Mixtures of 4‐carboxypyridinium perchlorate or 4‐carboxypyridinium tetrafluoroborate and 18‐crown‐6 (1,4,7,10,13,16‐hexaoxacyclooctadecane) in ethanol and water solution yielded the title supramolecular salts, C₆H₆NO₂⁺·ClO₄⁻·C₁₂H₂₄O₆·2H₂O and C₆H₆NO₂⁺·BF₄⁻·C₁₂H₂₄O₆·2H₂O. Based on their similar crystal symmetries, unit cells and supramolecular assemblies, the salts are essentially isostructural. The asymmetric unit in each structure includes one protonated isonicotinic acid cation and one crown ether molecule, which together give a [(C₆H₆NO₂)(18‐crown‐6)]⁺ supramolecular cation. N—H...O hydrogen bonds between the protonated N atoms and a single O atom of each crown ether result in the 4‐carboxypyridinium cations `perching' on the 18‐crown‐6 molecules. Further hydrogen‐bonding interactions involving the supramolecular cation and both water molecules form a one‐dimensional zigzag chain that propagates along the crystallographic c direction. O—H...O or O—H...F hydrogen bonds between one of the water molecules and the anions fix the anion positions as pendant upon this chain, without further increasing the dimensionality of the supramolecular network.     

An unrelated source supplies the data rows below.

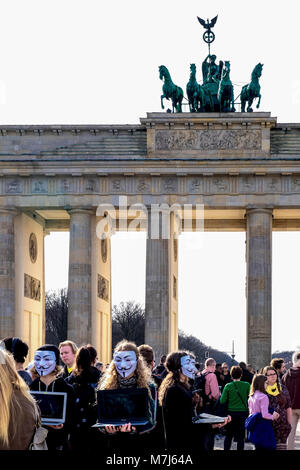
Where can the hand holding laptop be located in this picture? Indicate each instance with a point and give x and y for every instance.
(124, 428)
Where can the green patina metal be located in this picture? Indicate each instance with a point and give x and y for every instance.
(252, 90)
(216, 94)
(170, 91)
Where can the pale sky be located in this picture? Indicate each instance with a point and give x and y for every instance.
(96, 62)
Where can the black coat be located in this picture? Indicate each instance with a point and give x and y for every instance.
(58, 438)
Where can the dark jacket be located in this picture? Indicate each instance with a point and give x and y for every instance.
(291, 380)
(58, 438)
(20, 432)
(65, 373)
(260, 432)
(247, 376)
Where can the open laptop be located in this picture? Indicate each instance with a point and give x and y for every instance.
(118, 407)
(52, 405)
(205, 418)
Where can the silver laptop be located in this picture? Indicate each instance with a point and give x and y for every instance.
(122, 406)
(205, 418)
(52, 405)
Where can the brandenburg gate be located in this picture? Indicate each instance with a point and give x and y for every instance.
(243, 168)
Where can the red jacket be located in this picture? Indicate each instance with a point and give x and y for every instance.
(292, 381)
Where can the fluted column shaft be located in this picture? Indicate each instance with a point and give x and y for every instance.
(7, 273)
(159, 291)
(259, 286)
(79, 289)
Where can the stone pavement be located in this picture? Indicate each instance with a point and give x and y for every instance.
(219, 443)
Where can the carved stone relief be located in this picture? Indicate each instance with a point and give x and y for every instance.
(104, 249)
(14, 186)
(117, 185)
(33, 247)
(66, 185)
(143, 185)
(174, 287)
(170, 185)
(32, 288)
(39, 186)
(214, 139)
(220, 184)
(175, 248)
(195, 185)
(103, 288)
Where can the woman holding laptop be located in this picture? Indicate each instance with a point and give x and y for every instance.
(17, 411)
(128, 372)
(46, 359)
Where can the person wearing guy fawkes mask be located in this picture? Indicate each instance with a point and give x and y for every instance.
(46, 359)
(128, 370)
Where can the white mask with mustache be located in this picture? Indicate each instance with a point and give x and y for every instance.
(188, 366)
(125, 362)
(44, 362)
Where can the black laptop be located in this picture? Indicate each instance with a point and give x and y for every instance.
(52, 405)
(118, 407)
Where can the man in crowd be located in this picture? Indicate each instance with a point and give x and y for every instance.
(246, 376)
(212, 394)
(292, 381)
(219, 374)
(226, 374)
(67, 351)
(279, 365)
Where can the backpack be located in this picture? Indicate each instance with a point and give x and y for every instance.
(85, 412)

A three‐dimensional polymeric potassium complex of 5‐sulfonobenzene‐1,2,4‐tricarboxylic acid: poly[μ‐aqua‐aqua‐μ9‐(2,4‐dicarboxy‐5‐sulfonatobenzoato)‐dipotassium(I)]

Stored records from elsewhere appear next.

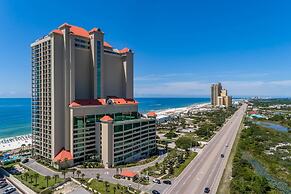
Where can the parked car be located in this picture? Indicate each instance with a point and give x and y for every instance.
(206, 190)
(4, 184)
(157, 181)
(9, 190)
(25, 160)
(155, 192)
(167, 182)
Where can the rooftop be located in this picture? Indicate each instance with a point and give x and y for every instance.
(102, 101)
(79, 31)
(63, 155)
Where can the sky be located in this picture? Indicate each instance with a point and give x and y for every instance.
(180, 47)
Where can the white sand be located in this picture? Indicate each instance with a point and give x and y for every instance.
(175, 111)
(11, 143)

The asymmetric unit in the structure of the title compound, [K₂(C₉H₄O₉S)(H₂O)₂]_n, consists of two eight‐coordinated K^I cations, one 2,4‐dicarboxy‐5‐sulfonatobenzoate dianion (H₂SBTC²⁻), one bridging water molecule and one terminal coordinated water molecule. One K^I cation is coordinated by three carboxylate O atoms and three sulfonate O atoms from four H₂SBTC²⁻ ligands and by two bridging water molecules. The second K^I cation is coordinated by four sulfonate O atoms and three carboxylate O atoms from five H₂SBTC²⁻ ligands and by one terminal coordinated water molecule. The K^I cations are linked by sulfonate groups to give a one‐dimensional inorganic chain with cage‐like K₄(SO₃)₂ repeat units. These one‐dimensional chains are bridged by one of the carboxylic acid groups of the H₂SBTC²⁻ ligand to form a two‐dimensional layer, and these layers are further linked by the remaining carboxylate groups and the benzene rings of the H₂SBTC²⁻ ligands to generate a three‐dimensional framework. The compound displays a photoluminescent emission at 460 nm upon excitation at 358 nm. In addition, the thermal stability of the title compound has been studied.